If you take this point of view then you learn very little from looking at the world. Consider what is humorously called the justice system. Even the energy of a great many dedicated people can do no more than make this system less unjust than the usual chaos of the world. Any decision of a court will contain injustice because it will not be perfectly just. In the case of murder, what would be perfectly just would be to restore the dead to life, perhaps by using some portion of the killer's life force. This is quite impossible.

Instead the usual decision is for the killer to be deprived not of some of their time alive, or some of their capacity to enjoy life, but of their ability to dwell with society while living. How curious. If you want someone to realise that killing is wrong, depriving them of liberty and joy is an odd way to go about it. Many people have preferred death to captivity, and a murderer sent to prison might easily decide that they did their victim a favour in booting them off such a constrained and twisted mortal coil. I am not saying that I know a better decision for the court to make, or that there is one (though I hope there is). I am saying that the manifest injustice of the world should cause a thirst for true justice. But because this injustice is seen as uninformative it is not really processed by society or by the individual.

And because it is not processed by the individual, it is more difficult to endure. It is more difficult to fix your eyes on something beyond the present suffering when there is no reason for the suffering to ever end, because there was no reason for it to begin. Unjust suffering is a trumpet played (badly) at random in the night: you do not know why it began, and you do not know when it will end, so you do not know whether you should simply plug your ears for a few moments or find and admonish the trumpeter.

A Christian, if they are aware of their own sin, has no such trouble. A Christian knows that they are a sinner and that they deserve suffering - an eternity of suffering. I am not saying that there is a causal connection between an individual's sin in this world and their suffering. It is transparently obvious that that is not a general principle. But a Christian knows that sin in general is what caused and continues to cause suffering in general, and that the one cannot be abolished unless the other is as well.

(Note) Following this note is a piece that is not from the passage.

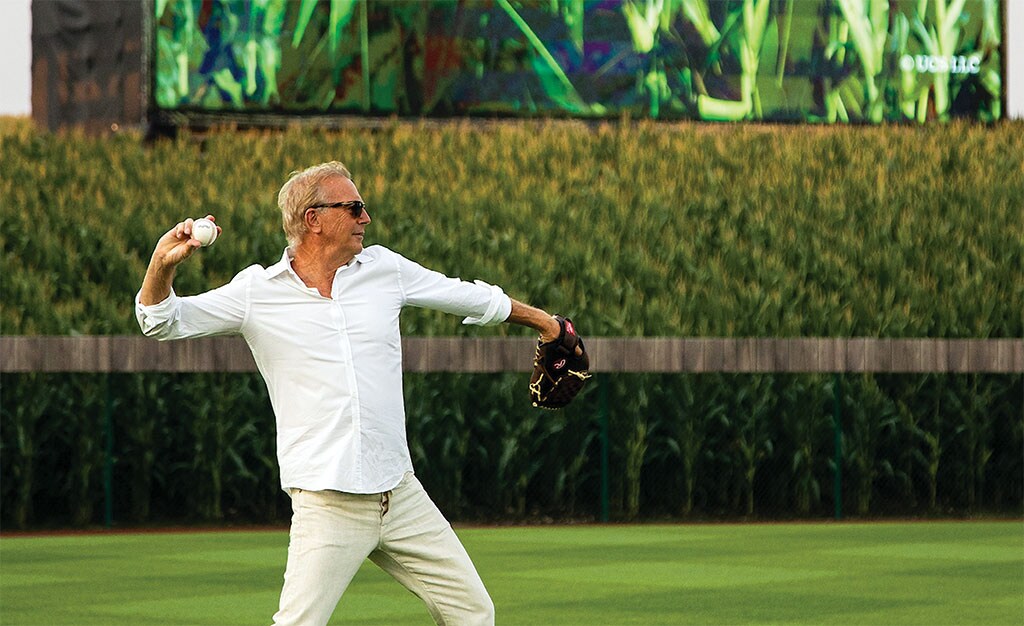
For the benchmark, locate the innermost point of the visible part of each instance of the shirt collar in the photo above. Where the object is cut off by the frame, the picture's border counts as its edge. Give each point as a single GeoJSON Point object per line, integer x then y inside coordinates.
{"type": "Point", "coordinates": [285, 264]}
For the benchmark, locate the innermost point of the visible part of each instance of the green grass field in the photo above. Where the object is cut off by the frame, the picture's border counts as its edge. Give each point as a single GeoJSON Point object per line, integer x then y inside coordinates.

And since a Christian knows that through faith in Jesus, the perfect sacrifice, their sin has been taken away, they can fix their eyes on the day when Jesus will return and abolish further sin and further suffering. Being a Christian does not shield you from suffering. But it gives you the knowledge that suffering in this world is justice, nor injustice; and being justice, it is purposeful; and being purposeful, it will end when its usefulness is at an end. When Jesus returns the usefulness of suffering will come to an end. I can fix my eyes on that while I suffer.